On Sun, Mar 1, 2015 at 9:42 AM, Len Ovens <len@ovenwerks.net> wrote:
On Sun, 1 Mar 2015, Robert Jonsson wrote:

2015-02-28 21:17 GMT+01:00 Len Ovens <len@ovenwerks.net>:

      I can only answer some of these questions. The 1010s will have
      slightly lower latency. Mine runs at 16/2,


I sometimes wonder about numbers like these and if I'm doing something wrong or
if it's incredibly hardware dependent. I've never ever come close to running at
16/2 in a stable manner. 128/2 I could run reasonbly stable with the Delta 44.
Now with firewire it's harder still.
Do you really get this without xruns? Any magic tricks? How much have you tweaked
your settings to get there?

I should add a bit about FW/USB cards. This is just general stuff. It seems that there is a lowest point jack will even start latency wise:
ice1712 - 16/2
ens1370 - 32/2
fw      - 32/2
USB     - 64/2
Intel HDA - 64/3

These seem to be based on the size of the HW buffer in the IF itself and/or the bus protocol in use. AES67 suggests 16/3 (1ms) and I suspect both FW and USB may bennefit from /3 as well after reading the AES67 reasoning for 3 buffer use.

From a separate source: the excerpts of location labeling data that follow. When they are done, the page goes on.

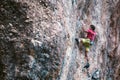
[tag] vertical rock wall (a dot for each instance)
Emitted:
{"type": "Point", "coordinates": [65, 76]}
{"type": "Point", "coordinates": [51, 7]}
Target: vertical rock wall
{"type": "Point", "coordinates": [37, 39]}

all audio interfaces have a hardware limit on the smallest sized buffer (period) they can use. it is partly based on the internal design of the interface itself, but also affected by the bus minimum transfer size. multichannel cards can theoretically use a smaller buffer because they don't bump into the bus transfer limit, but in an era when even the builtin HDA has 6 or 8 channels, this isn't much of a difference any more.

Anyway, all of the things I do for a PCI audio IF, I would also do for the USB or FW host card. In a desktop machine, I would tend not to trust any onboard FW or USB hosting, choosing rather to buy a PCIe card and treat that card the same as I would a PCI(e) audio card. I have found with USB audio IFs that when setting up /etc/default/rtirq it is best to single out the USB port I am using for sound. So rather than ordering things:

RTIRQ_NAME_LIST="rtc usb i8042"

there's almost no reason to use the RTC on any modern system. high frequency timers are on every motherboard and in combination with a tickless kernel (the default these days), the cpu overhead is massively reduced even as resolution is increased.
 

Also it occurs to me... swappiness 10... and make sure to have enough memory that no swapping ever takes place  :)  An unimportant thing like a workspace pager that gets swapped out... can stop audio dead if the user has the soft synth on a different workspace they need to adjust.

this should NEVER be true. if it is true then the synth is misdesigned or the video driver is incorrectly written.

JACK (1) goes to some considerable lengths to make sure that the relevant code of its clients can never be swapped out. JACK 2 makes a similar though slightly less sophisticated effort.